I take amphetamines orally, a few times a week to help me with my focus
issues, when studying. I have insufflated them before, back in college, and
it's not good for the noses' capillaries, the sinuses, etc.. It's just dumb, a
party thing, what immediacy could be gained through faster administration is
lost in the mal health effects.

I have chronic pain from multiple herniated discs from an accident. I take
opiates daily to help with focus, because pain is extremely exhausting, and
will wear you down. You will literally feel mentally tired from the body
having to had processed pain -- you'll even need to eat more.

I disagree with synthetic opiates being prescribed. Oxycodone is stronger than
heroin in receptor affinity. Addicts will even prefer it, in even oral
formulations, versus heroin. Morphine on the other hand, is less pleasurable,
and is the gold standard for pain. The synthetics like Oxycodone, Oxymorphone,
Hydrocodone, were created because the side effects of morphine were deemed too
numerous. When I first took morphine, I hated it. It made me nauseous, made my
poops hard, and well, it just made me dizzy and disoriented. But once I gave
it another chance, it worked really well. Morphine and codeine are the poppy
plants natural alkaloids. Why go with a synthetic opiate designed to have a
stronger affinity than the natural one?? That is just asking for addictions.

If insurance in the United States were better, Tapentadol would actually be
the drug of choice for pain relief that all doctors should prescribe. Tramadol
works great for minor pain, and Tapentadol is the second revision of Tramadol,
designed for moderate to strong pain, by the same drug company that discovered
Tramadol. But unfortunately, it costs $1500 a bottle for the innovation. I
used to take it until I lost my good insurance. It is both an opiate and a
norepinephrine agonist, like Tramadol, but has stronger opioid agonism. Souped
up Tramadol. Less physically addictive than pure opioids like morphine, yet
stronger pain relief, drug science is amazing.

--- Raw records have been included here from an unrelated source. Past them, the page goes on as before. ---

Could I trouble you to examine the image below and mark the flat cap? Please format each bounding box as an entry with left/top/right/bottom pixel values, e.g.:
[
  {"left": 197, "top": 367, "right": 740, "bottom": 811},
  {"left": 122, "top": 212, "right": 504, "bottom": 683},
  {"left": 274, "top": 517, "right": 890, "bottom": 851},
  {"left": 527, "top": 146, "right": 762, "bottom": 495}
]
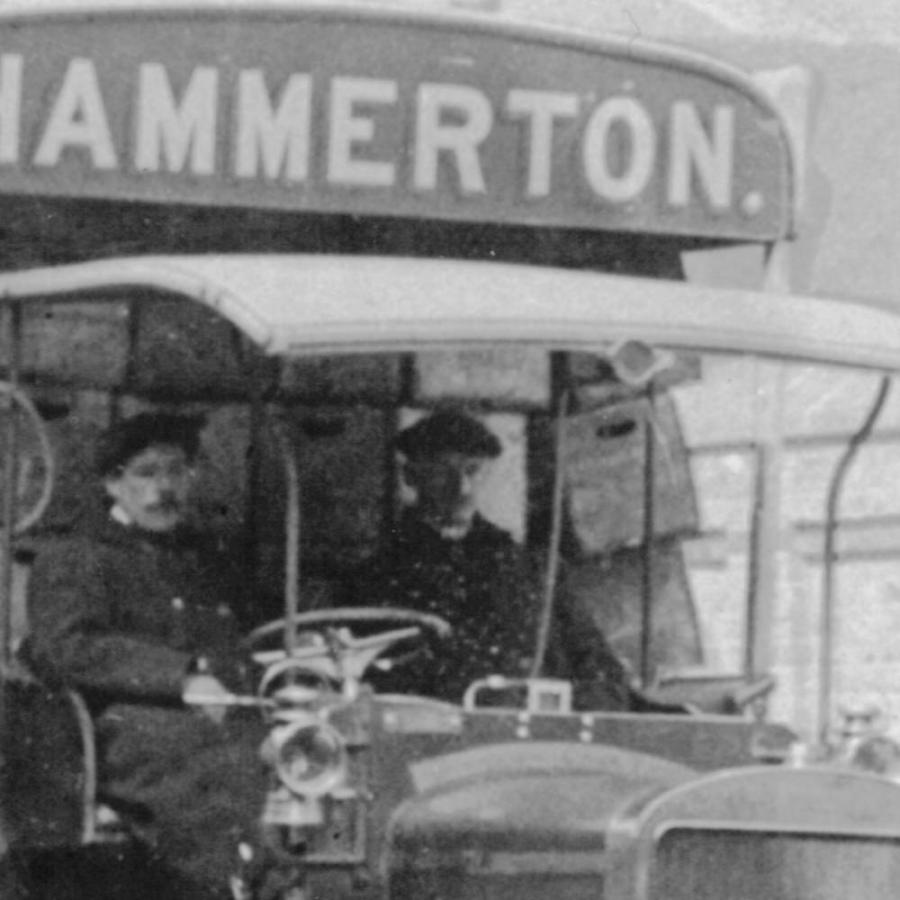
[
  {"left": 395, "top": 409, "right": 503, "bottom": 459},
  {"left": 94, "top": 413, "right": 206, "bottom": 476}
]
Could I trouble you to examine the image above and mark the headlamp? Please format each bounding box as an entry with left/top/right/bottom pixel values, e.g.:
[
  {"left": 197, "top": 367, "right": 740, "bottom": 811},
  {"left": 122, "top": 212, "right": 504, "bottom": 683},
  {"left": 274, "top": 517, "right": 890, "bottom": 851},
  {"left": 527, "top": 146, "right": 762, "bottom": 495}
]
[{"left": 271, "top": 717, "right": 347, "bottom": 797}]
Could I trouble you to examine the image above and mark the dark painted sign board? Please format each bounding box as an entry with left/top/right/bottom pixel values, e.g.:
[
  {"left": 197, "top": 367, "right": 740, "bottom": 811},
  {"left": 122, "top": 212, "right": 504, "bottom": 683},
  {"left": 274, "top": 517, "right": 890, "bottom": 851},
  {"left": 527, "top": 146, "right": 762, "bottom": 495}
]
[{"left": 0, "top": 7, "right": 791, "bottom": 240}]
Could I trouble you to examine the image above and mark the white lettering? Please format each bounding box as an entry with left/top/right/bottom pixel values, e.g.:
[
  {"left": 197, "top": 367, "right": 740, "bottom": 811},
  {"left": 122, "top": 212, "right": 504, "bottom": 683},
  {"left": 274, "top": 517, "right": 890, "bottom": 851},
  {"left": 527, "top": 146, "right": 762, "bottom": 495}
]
[
  {"left": 328, "top": 78, "right": 397, "bottom": 187},
  {"left": 34, "top": 58, "right": 118, "bottom": 169},
  {"left": 134, "top": 63, "right": 219, "bottom": 175},
  {"left": 506, "top": 90, "right": 578, "bottom": 198},
  {"left": 413, "top": 83, "right": 494, "bottom": 194},
  {"left": 0, "top": 53, "right": 22, "bottom": 163},
  {"left": 234, "top": 69, "right": 312, "bottom": 181},
  {"left": 668, "top": 100, "right": 734, "bottom": 210},
  {"left": 582, "top": 97, "right": 656, "bottom": 203}
]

Both of these drugs, amphetamines, morphine, can be abused. But they have so
much utility for people who can benefit from them. Amphetamine abuse is high
in rural communities that utilize a lot of manual labor. And that naturally
follows from amphetamines enabling a higher capacity to do both physical and
mental work.

So when I see the blind opinion that drugs are bad..mmkay -- that they will
instantly addict even open-minded rational, logical people -- I have to
provide the other perspective. Responsible use. Drugs improving someones' life
who would otherwise be severely tired and inefficient.

------
bsder
I wonder how much of the cartels switching to meth is the fact that
legalization is sapping their profits from marijuana.